Schwarz Agatha, Maeda Akira, Kernebeck Kerstin, van Steeg Harry, Beissert Stefan, Schwarz Thomas
Ludwig Boltzmann Institute for Cell Biology and Immunobiology of the Skin, Department of Dermatology, University Münster, D-48149 Münster, Germany.
J Exp Med. 2005 Jan 17;201(2):173-9. doi: 10.1084/jem.20041212.
The immunostimulatory cytokine IL-12 is able to antagonize immunosuppression induced by solar/ultraviolet (UV) radiation via yet unknown mechanisms. IL-12 was recently found to induce deoxyribonucleic acid (DNA) repair. UV-induced DNA damage is an important molecular trigger for UV-mediated immunosuppression. Thus, we initiated studies into immune restoration by IL-12 to discern whether its effects are linked to DNA repair. IL-12 prevented both UV-induced suppression of the induction of contact hypersensitivity and the depletion of Langerhans cells, the primary APC of the skin, in wild-type but not in DNA repair-deficient mice. IL-12 did not prevent the development of UV-induced regulatory T cells in DNA repair-deficient mice. In contrast, IL-12 was able to break established UV-induced tolerance and inhibited the activity of regulatory T cells independent of DNA repair. These data identify a new mechanism by which IL-12 can restore immune responses and also demonstrate a link between DNA repair and the prevention of UV-induced immunosuppression by IL-12.

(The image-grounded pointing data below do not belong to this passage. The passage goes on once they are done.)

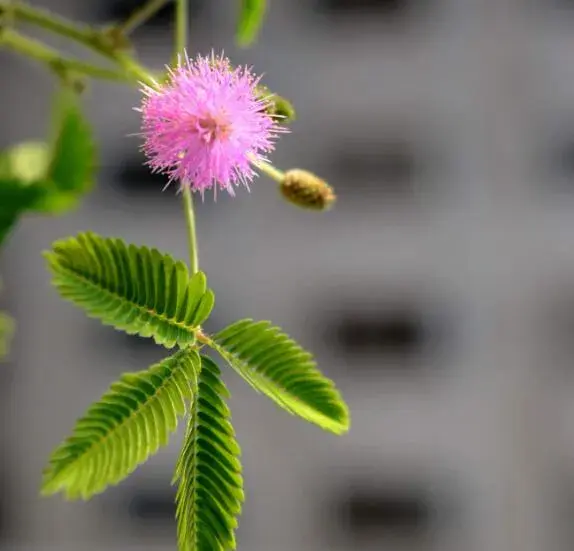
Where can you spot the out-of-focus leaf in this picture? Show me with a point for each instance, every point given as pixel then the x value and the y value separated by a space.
pixel 27 162
pixel 16 197
pixel 250 20
pixel 70 173
pixel 48 179
pixel 6 333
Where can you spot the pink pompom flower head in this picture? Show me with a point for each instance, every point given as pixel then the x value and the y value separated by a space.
pixel 207 125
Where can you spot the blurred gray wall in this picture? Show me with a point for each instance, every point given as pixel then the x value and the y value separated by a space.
pixel 438 294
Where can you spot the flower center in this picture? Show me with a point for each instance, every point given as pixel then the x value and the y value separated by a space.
pixel 213 127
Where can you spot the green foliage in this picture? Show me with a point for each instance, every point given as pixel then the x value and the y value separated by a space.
pixel 129 423
pixel 35 178
pixel 278 106
pixel 15 199
pixel 70 174
pixel 250 20
pixel 277 366
pixel 135 289
pixel 6 333
pixel 210 490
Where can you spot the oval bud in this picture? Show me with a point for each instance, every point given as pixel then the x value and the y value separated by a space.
pixel 304 189
pixel 278 106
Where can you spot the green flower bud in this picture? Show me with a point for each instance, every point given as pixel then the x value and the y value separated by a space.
pixel 304 189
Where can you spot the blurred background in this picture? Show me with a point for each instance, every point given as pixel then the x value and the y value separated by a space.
pixel 439 294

免疫刺激细胞因子白细胞介素-12(IL-12)能够通过尚不清楚的机制拮抗太阳/紫外线(UV)辐射诱导的免疫抑制。最近发现IL-12可诱导脱氧核糖核酸(DNA)修复。紫外线诱导的DNA损伤是紫外线介导的免疫抑制的重要分子触发因素。因此,我们开展了关于IL-12免疫恢复的研究,以确定其作用是否与DNA修复有关。在野生型小鼠而非DNA修复缺陷型小鼠中,IL-12可预防紫外线诱导的接触性超敏反应诱导抑制以及皮肤主要抗原呈递细胞(APC)朗格汉斯细胞的耗竭。IL-12不能预防DNA修复缺陷型小鼠中紫外线诱导的调节性T细胞的产生。相反,IL-12能够打破已建立的紫外线诱导的耐受性,并独立于DNA修复抑制调节性T细胞的活性。这些数据确定了IL-12恢复免疫反应的新机制,也证明了DNA修复与IL-12预防紫外线诱导的免疫抑制之间的联系。